Kazakhstan is mostly steppe, that is also the main reason for visiting the country. The steppe habitat is, grass and scrub continuing for endless hours in the car. Before going north from Atyrau, we revisited the place on the Ural river where we found a Black-headed Penduline Tit, the goal being better pictures.
Headed north towards the little village Inderbor. This is a good place to stay a couple of days, it has an old-school soviet-style hotel which was just great.
Next day we headed out onto the steppe. We drove a long round about towards north west of Inderbor. We had received good information from the unthreatened WP king, PAC. Larks were abundant, especially Short-toed Lark. We estimated the number of Short-toed Larks seen in the day to 7000. White-winged Larks were reasonably common all day too.
After a few hours driving west, we soon found the first Black Larks. They were common in an area along the dirt track stretching approximately 10 km. The steppe favoured by the Black larks was possibly more sandy than other parts of the steppe. We counted all together 104 Black larks.
The Black Lark is a bit of a dream bird, it stands out like a beacon of want in the Collins Guide. We drove on heading towards a lake on the steppe. The lake hosted quite a few Dalmatian Pelicans which were easy there.
We heard a Bittern at the lake, possibly uncommon. Soon we also found our first group of Demoiselle Crane, altogether we saw 4 different groups of Demoiselle Crane, one pair nesting with chicks.
Turned east after the lake, continued to bird from the car with numerous stops and short walks.
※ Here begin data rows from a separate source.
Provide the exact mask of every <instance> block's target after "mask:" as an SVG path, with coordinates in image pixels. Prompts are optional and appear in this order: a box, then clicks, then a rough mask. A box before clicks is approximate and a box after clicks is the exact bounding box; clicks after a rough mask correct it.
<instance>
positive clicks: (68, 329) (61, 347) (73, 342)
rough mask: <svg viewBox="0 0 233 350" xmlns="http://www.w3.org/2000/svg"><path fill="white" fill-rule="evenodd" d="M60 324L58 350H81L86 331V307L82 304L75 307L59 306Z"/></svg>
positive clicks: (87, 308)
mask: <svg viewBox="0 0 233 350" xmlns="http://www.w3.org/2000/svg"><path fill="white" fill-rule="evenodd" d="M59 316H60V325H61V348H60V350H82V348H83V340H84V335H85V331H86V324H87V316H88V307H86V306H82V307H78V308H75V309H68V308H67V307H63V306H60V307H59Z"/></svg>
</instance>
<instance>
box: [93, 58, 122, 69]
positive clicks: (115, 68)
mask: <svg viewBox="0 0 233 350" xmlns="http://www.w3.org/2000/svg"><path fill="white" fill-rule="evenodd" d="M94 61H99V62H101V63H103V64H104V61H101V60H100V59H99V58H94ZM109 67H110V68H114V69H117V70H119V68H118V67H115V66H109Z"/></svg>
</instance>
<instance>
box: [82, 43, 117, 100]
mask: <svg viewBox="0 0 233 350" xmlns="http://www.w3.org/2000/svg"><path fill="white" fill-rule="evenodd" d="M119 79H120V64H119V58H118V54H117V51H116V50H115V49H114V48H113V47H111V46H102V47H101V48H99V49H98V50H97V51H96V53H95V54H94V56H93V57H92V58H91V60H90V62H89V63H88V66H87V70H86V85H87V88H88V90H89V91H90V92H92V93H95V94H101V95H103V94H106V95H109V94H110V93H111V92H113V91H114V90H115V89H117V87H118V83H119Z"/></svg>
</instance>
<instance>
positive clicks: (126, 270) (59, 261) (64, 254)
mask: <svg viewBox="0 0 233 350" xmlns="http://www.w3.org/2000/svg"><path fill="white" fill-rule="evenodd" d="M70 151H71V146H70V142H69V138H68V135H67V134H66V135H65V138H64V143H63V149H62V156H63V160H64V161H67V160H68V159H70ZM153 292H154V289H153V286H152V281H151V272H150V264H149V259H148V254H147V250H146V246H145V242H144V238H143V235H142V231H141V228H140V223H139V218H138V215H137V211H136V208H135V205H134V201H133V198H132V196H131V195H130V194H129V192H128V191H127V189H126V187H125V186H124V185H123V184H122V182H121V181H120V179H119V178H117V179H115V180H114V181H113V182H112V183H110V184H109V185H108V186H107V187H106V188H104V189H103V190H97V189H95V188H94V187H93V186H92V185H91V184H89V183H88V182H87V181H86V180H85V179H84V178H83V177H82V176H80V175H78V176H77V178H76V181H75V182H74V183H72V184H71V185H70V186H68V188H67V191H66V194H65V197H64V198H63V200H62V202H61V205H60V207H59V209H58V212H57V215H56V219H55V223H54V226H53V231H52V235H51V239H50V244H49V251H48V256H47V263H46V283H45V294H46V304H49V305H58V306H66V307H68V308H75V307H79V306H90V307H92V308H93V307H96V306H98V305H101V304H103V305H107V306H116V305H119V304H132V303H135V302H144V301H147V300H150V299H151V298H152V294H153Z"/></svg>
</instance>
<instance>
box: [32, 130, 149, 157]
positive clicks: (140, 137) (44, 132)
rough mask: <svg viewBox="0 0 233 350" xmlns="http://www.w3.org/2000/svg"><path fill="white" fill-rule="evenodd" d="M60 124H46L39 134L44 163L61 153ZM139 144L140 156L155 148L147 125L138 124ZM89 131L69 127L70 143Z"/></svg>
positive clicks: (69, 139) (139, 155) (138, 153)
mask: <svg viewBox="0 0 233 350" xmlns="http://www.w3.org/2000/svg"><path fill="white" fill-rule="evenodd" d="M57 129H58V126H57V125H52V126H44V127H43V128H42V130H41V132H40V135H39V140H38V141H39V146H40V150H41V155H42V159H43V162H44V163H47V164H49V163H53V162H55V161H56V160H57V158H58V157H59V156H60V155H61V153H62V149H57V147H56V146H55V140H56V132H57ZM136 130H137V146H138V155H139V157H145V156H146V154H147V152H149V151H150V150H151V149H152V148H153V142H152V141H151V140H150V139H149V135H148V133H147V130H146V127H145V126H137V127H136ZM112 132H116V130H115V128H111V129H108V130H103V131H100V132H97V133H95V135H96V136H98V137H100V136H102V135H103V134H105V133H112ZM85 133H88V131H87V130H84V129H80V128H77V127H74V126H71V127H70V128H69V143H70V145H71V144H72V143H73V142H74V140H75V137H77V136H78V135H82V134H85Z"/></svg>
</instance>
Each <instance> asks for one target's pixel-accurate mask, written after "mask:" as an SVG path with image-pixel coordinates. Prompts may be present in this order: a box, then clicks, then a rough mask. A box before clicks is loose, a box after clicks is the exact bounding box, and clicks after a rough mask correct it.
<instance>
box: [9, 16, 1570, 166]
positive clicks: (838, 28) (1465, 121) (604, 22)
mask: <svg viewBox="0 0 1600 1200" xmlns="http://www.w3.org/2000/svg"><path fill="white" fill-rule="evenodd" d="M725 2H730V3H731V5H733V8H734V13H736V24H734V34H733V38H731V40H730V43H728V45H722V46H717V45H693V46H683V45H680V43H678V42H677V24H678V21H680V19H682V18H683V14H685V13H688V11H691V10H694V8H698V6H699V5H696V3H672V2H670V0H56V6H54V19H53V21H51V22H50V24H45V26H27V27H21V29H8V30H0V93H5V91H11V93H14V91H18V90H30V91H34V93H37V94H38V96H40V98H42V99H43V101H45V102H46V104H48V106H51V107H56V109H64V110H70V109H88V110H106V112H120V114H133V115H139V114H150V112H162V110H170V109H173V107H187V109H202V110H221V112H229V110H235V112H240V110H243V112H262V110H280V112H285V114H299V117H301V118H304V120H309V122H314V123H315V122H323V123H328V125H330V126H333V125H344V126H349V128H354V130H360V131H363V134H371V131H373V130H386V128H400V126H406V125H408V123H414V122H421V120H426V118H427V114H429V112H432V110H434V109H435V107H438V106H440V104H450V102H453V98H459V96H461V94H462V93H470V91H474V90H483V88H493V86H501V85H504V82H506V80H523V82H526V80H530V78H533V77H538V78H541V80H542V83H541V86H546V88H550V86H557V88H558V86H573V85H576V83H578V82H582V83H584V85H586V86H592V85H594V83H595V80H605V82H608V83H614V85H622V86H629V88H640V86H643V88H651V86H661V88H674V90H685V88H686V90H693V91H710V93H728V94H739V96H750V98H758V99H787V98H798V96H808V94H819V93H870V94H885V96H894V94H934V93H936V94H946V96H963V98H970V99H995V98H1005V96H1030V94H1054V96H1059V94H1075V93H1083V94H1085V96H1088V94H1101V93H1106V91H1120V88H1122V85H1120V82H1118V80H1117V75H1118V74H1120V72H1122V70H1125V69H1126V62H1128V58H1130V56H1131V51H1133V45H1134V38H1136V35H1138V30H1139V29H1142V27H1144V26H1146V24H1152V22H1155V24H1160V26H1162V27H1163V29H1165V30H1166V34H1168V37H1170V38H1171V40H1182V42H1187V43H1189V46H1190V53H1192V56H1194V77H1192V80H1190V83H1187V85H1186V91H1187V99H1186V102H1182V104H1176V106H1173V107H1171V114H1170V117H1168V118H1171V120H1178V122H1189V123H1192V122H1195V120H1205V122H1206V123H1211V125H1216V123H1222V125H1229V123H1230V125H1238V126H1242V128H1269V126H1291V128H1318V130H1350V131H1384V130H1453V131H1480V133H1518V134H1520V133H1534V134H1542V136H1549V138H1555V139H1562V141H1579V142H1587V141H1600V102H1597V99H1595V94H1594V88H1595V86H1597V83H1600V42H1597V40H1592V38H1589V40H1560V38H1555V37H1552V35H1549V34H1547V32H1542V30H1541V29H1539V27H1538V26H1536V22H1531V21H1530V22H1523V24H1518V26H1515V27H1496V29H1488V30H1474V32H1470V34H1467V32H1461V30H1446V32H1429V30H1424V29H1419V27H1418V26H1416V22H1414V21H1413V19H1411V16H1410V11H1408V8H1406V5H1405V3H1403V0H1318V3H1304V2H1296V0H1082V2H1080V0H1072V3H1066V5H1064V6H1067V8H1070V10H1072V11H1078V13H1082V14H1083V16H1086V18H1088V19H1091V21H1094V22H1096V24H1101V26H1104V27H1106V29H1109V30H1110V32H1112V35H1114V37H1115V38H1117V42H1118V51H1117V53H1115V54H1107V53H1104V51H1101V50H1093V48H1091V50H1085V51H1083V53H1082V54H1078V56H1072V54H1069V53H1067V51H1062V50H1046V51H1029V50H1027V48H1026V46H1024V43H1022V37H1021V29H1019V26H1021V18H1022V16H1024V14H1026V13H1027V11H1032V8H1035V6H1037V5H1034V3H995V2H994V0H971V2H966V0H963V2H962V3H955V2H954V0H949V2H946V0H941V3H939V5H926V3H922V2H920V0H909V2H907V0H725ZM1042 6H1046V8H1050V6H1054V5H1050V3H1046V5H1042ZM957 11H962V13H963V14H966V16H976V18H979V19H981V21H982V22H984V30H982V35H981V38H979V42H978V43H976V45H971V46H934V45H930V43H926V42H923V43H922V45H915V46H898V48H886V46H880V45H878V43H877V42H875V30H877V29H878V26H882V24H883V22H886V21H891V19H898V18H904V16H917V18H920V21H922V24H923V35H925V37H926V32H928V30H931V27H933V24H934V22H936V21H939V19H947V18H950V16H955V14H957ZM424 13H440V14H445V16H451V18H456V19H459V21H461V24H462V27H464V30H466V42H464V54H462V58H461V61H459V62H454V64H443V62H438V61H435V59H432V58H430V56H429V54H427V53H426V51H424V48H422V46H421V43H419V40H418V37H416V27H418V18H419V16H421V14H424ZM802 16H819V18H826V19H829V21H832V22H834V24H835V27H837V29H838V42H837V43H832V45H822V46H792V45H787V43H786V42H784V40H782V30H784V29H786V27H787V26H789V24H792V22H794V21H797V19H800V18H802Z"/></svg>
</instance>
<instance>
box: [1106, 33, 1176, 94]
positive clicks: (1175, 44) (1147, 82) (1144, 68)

Pallid Harrier and Montague’s Harrier were fairly common, also Steppe Eagle was fairly common.
Halfway between the lake and the main road, a group of 3 Saiga Antilope runs across the dirt track. A very rare and strange animal indeed, threatened on the brink of extinction. Later, one more ran along the road.
Next day was spent searching villages and disturbed areas along the road back to Atyrau. There is always the possibility of that rare bird from far away. Rosy Starlings were seen a couple of times.
Our last day in Atyrau, we went back to the Ural Delta. We had gotten all psyched up on the possibility of the Lesser Short-toed Larks in that area actually being Asian Short-toed Lark. We photographed several individuals. The Advanced Id Guide, says that t6 should be almost entirely white.
We concluded though, slightly disappointed that the birds in the Ural delta most probably are not Asian. This complex needs further investigation, and we have heard that Per Ahlström is conducting just that right now.